Ese 48,3% ahora por consiguiente, con un gobierno integrador, generoso, fraterno, eficiente de Piñera y los suyos, debería irse derritiendo como mantequilla al sol.

Habida consideración que la Concertación creó un clientelismo político que únicamente le siguió por razones de carencias materiales. Clientelismo que ahora verá la satisfacción de dichas necesidades en la vereda del frente y por ende adherirá a los nuevos proveedores.

Funcionarios en quienes si comprueba la honradez y probidad que no percibieron en sus antecesores, le redoblarán las razones para apoyarles, al no verificar despilfarros colosales como los US$ 5.500 millones del Transantiago o los US$ 1.200 millones de ferrocarriles o las botaduras al por mayor de Codelco, donde unos pocos privilegiados en un mañoso bono de fin de conflicto, sacan lo que un asalariado obtiene de indemnización laboral por toda una vida de trabajo.

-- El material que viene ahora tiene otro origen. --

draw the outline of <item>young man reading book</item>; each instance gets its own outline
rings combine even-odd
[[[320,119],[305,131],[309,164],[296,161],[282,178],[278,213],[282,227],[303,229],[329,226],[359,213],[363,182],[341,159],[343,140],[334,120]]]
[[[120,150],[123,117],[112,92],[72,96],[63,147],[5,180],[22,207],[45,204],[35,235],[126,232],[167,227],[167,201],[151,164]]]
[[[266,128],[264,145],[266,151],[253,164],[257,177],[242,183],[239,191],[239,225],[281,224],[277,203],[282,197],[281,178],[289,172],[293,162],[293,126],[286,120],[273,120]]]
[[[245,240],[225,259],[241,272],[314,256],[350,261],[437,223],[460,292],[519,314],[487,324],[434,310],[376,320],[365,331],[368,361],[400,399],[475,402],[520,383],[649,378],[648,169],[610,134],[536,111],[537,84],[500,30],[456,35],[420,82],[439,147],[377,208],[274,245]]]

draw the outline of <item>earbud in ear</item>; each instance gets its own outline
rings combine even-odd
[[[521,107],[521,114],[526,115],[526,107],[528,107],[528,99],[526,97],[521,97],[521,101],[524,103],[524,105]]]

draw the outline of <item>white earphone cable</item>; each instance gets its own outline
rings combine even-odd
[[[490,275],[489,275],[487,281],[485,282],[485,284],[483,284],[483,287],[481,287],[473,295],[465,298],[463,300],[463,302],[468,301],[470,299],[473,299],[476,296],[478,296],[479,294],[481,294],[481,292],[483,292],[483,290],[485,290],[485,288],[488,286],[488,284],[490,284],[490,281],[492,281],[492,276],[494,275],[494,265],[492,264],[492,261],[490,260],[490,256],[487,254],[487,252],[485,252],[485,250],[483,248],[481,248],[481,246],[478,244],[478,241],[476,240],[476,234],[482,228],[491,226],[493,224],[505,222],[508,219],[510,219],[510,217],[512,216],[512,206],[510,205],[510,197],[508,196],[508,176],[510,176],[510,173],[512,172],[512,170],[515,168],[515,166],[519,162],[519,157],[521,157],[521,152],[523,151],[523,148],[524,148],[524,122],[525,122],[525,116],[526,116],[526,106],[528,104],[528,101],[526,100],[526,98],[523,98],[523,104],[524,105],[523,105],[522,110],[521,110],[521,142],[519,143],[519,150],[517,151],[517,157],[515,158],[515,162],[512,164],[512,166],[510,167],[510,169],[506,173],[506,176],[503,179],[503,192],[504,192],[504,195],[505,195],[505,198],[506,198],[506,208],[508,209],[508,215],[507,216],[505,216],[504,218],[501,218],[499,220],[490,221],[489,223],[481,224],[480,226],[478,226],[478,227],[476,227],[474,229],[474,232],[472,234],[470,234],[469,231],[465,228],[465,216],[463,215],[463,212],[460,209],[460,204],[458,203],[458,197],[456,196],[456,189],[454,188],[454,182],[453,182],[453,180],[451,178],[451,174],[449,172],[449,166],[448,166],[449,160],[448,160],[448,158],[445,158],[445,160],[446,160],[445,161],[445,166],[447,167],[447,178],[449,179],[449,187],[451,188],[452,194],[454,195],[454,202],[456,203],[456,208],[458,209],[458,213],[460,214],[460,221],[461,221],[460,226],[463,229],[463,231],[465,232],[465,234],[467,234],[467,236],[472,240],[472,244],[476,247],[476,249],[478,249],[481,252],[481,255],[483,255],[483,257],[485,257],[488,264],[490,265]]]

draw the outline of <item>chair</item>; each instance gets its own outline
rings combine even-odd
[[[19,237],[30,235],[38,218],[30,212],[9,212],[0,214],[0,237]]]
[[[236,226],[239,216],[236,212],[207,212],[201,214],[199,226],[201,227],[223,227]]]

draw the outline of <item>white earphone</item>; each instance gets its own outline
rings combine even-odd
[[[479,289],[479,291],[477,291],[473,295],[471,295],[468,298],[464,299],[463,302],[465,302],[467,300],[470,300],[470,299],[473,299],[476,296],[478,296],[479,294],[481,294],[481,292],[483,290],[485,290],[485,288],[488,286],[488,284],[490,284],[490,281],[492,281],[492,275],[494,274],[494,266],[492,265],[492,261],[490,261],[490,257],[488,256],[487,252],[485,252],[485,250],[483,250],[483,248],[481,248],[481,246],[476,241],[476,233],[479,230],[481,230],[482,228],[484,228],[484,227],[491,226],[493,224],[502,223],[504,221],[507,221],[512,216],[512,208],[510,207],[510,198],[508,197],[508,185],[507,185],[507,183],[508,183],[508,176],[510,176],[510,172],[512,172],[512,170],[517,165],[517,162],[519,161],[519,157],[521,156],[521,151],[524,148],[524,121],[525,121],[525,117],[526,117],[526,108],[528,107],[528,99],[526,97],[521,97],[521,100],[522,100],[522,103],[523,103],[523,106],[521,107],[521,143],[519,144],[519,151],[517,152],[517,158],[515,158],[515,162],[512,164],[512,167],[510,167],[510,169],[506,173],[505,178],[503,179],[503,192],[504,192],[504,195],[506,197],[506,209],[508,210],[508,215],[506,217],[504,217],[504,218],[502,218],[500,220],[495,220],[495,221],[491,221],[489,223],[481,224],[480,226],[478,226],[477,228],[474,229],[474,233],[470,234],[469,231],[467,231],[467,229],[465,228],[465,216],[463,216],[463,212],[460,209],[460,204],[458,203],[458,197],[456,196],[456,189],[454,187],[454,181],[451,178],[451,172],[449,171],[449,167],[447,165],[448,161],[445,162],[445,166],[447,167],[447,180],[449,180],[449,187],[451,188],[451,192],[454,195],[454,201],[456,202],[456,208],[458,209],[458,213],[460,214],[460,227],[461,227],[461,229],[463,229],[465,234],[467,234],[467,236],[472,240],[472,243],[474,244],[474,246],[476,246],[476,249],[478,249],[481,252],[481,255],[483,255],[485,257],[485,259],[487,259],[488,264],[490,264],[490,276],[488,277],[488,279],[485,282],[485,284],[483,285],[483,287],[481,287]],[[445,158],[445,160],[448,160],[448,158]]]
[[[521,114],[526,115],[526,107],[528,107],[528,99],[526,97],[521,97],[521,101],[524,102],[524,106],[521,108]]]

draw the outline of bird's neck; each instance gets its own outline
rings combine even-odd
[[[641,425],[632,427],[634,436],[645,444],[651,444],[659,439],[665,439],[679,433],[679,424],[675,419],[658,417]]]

De igual modo, hacer cuentas alegres con la votación de millones de jóvenes menores de 40 años con un discurso estúpido que se quedó en la lógica del “Sí” y el “No”, en dividir a los chilenos entre víctimas y victimarios, entre explotadores y explotados a la usanza del siglo XIX, entre pinochetistas y allendistas, sólo le reportará a la Concertación terminar como una minoría casi folklórica, como sucede hoy con los comunistas en Francia, Italia o España.

Los resultados cercanos al 60% favorable a Piñera en las mesas de nuevos inscritos habla por sí solo al respecto.

Porque para jóvenes que están comenzando el desarrollo de sus proyectos personales orientados hacia el 2030, hablarles de las odiosidades de la guerra fría de los setenta es lo mismo que aludirles la segunda guerra mundial o la copa del mundo de 1962.

Para ellos todo eso es historia. Respetable historia. Pero pasado. Papeles amarillos. Naftalina polillera. Hojas ajadas.

Dichos jóvenes vieron en la pujanza de Piñera ganas de seguirle. De mirar hacia el mañana que les pertenece.

Al frente. Tuvieron el Museo de la Memoria Sesgada. Los ridículos con baile y peluca que le hicieron hacer los suyos  – para desbarrancarlo hacia la derrota – a Frei Ruiz Tagle. Y gárgolas concertacionistas que pretendían aterrarles con la vuelta del pinochetismo de los ochenta. ¡Treinta años después!

Y como corolario de despedida, queda el Estadio Nacional desmantelado. El mismo coliseo deportivo que iba a ser groseramente manipulado por la propaganda estalinista el 3 de marzo y que tuvo para la despedida la misma suerte que el recordado montaje del hospital de Curepto.

Ahora entonces, las apuestas que se alzan entre los analistas más avezados de la plaza, se vierten en a cuánto descenderá dicho 48,3% del TOCOPI, con un gobierno innovador, redistributivo, honrado y amigable con la gente.